# Suche Science Ficiton Alien Filme oder Serie



## Tiz92 (3. Mai 2012)

Grüße 

Wie der Titel schon sagt suche ich gute Science Fiction Filme. Ich bin aber nur an Filmen/Serien interessiert die mit Aliens zu tun haben. 

Beispiele die mir gut gefallen haben damit ihr euch orientieren könnt: District 9, die Serie "Falling Skies", Pandorum, Avatar, Skyline, Battleship auch nicht schlecht. 

Mich stört es das man immer so wenig über die Hintergründe erfährt. Naja, außerdem liiebe ich die Star Wars Reihe!! Kann also auch in die Richtung gehen. 

Und die Spezialeffekte sollten schon etwas her machen, ich meine dass der Film/Serie also auch nicht so alt sein sollte, denn ich hasse es wenn ein Film aussieht als ob er mit Kartonschachteln in mein Wohnzimmer gedreht wurde.


----------



## Arbaraith (3. Mai 2012)

Tja, welche kennst du denn schon?

Alien Nation
Farscape
Enemy Mine
Earth: Final Conflict (zumindest die Staffeln 1-4)


----------



## Sethnix (3. Mai 2012)

Ich schmeiß einfach mal Stargate (SG1, Atlantis und evtl Universe) und Star Trek rein 

Wobei die dir wohl nicht geung "Alien" sind

Bin für neue Tipps auch offen


----------



## Sammla (3. Mai 2012)

Da wären noch...

Das Ding aus einer anderen Welt 2011 (Oder besser noch "The Thing", Original von John Carpenter aus dem Jahre 1982.. Sehr guter Si-Fi Thriller!)
Cowboys & Aliens (Habe ich selber noch nicht gesehen, soll aber sehr gut sein.. Mit Harrison Ford (Sollte bei dir als SW Fan eigentlich Klick machen )
Cargo (Eher schwach von der Story, aber von der Atmosphäre gewaltig..)
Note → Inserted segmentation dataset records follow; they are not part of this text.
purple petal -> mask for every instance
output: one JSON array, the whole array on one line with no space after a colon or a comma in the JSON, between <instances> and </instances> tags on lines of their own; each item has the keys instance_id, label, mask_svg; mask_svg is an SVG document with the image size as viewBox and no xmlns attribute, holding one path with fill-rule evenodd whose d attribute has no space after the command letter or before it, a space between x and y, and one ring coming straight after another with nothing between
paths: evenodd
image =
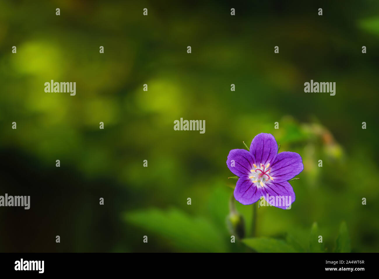
<instances>
[{"instance_id":1,"label":"purple petal","mask_svg":"<svg viewBox=\"0 0 379 279\"><path fill-rule=\"evenodd\" d=\"M250 145L250 153L257 160L257 165L261 163L272 164L278 153L278 144L271 134L261 133L253 139Z\"/></svg>"},{"instance_id":2,"label":"purple petal","mask_svg":"<svg viewBox=\"0 0 379 279\"><path fill-rule=\"evenodd\" d=\"M226 165L230 171L240 177L250 174L250 170L253 168L253 164L255 162L255 159L247 150L232 149L228 155Z\"/></svg>"},{"instance_id":3,"label":"purple petal","mask_svg":"<svg viewBox=\"0 0 379 279\"><path fill-rule=\"evenodd\" d=\"M269 204L278 208L285 209L295 201L295 193L288 181L266 182L264 187L259 187L259 190Z\"/></svg>"},{"instance_id":4,"label":"purple petal","mask_svg":"<svg viewBox=\"0 0 379 279\"><path fill-rule=\"evenodd\" d=\"M234 188L234 198L242 204L251 204L259 199L262 194L251 180L242 176L237 182Z\"/></svg>"},{"instance_id":5,"label":"purple petal","mask_svg":"<svg viewBox=\"0 0 379 279\"><path fill-rule=\"evenodd\" d=\"M294 152L281 152L270 166L270 175L275 183L286 181L301 172L304 168L301 157Z\"/></svg>"}]
</instances>

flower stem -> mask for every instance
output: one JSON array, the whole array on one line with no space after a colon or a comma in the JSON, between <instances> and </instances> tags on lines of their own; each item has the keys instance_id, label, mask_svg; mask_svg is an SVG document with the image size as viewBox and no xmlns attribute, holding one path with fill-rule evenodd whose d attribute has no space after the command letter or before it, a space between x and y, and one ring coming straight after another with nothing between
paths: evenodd
<instances>
[{"instance_id":1,"label":"flower stem","mask_svg":"<svg viewBox=\"0 0 379 279\"><path fill-rule=\"evenodd\" d=\"M258 202L259 202L259 201ZM252 219L251 222L251 236L254 237L255 236L255 231L257 229L257 203L253 204Z\"/></svg>"}]
</instances>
Ansonsten.. Starship Troopers vllt.? Ich liebe die Filme.. Zumindest den ersten Teil


----------



## kühlprofi (3. Mai 2012)

Battle Los Angeles (2011)   Zumindest Effektmässig ziemlich auf aktuellem Stand 

Trailer

http://www.youtube.com/watch?v=mEwlqSpj4BA


----------



## Dr Bakterius (3. Mai 2012)

Mal von der lustigen Art:
Paul
Der Onkel vom Mars
Megamind


----------



## FreaksLikeMe (3. Mai 2012)

Ähm?! Alien 1-4 ?! Und Predator 1-2 und Alien vs. Predator 1-2??


----------



## JackOnell (3. Mai 2012)

Mal etwas aus England
Doktor who von 2005 allerdings sind nur die Staffel 1;2;5;6 als deutsch zu haben


----------



## Tiz92 (3. Mai 2012)

Uuuuhh da hab jetzt wohl zu kaufen.  Danke vielmals für eure Tipps.  

Cowboys und Aliens war schlecht.  

Battle Los Angeles hab ich auch gesehen und der Film hat kein wirkliches Ende. Ich hasse das. 
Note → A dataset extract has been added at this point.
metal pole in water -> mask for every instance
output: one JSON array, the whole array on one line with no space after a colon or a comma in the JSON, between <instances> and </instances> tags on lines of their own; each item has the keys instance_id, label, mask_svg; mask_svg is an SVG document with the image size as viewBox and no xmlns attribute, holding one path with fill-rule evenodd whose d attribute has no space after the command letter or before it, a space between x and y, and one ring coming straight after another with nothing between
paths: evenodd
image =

Auf lustige stehe ich nicht. Irgendwie mag ich keine Komödien. Ich steh sehr auf das Weltuntergangsfeeling, oder dramatische Szenen  

Stargate hab ich und Star Trek ist nichts für mich > ewiger Star Wars Fanboy  

Bei den anderen werde ich mir mal die Kritiken durchlesen und Trailer angucken und auf jedenfall ein riesiges DANKESCHÖN!!


----------



## JackOnell (3. Mai 2012)

Tiz92 schrieb:
			
		

> Uuuuhh da hab jetzt wohl zu kaufen.  Danke vielmals für eure Tipps.
> 
> Cowboys und Aliens war schlecht.
> 
> ...



Also die ersten 4 Dr.who staffeln ein noch recht crasy wird dann aber immer düsterer .......
Und alles mit britischem Humor
Kannst ja mal Rückmeldung geben


----------



## Tiz92 (3. Mai 2012)

JackOnell schrieb:


> Also die ersten 4 Dr.who staffeln ein noch recht crasy wird dann aber immer düsterer .......
> Und alles mit britischem Humor
> Kannst ja mal Rückmeldung geben


 
Dr. Who ist ja auch von der älteren Gattung hab ich grad gemerkt.  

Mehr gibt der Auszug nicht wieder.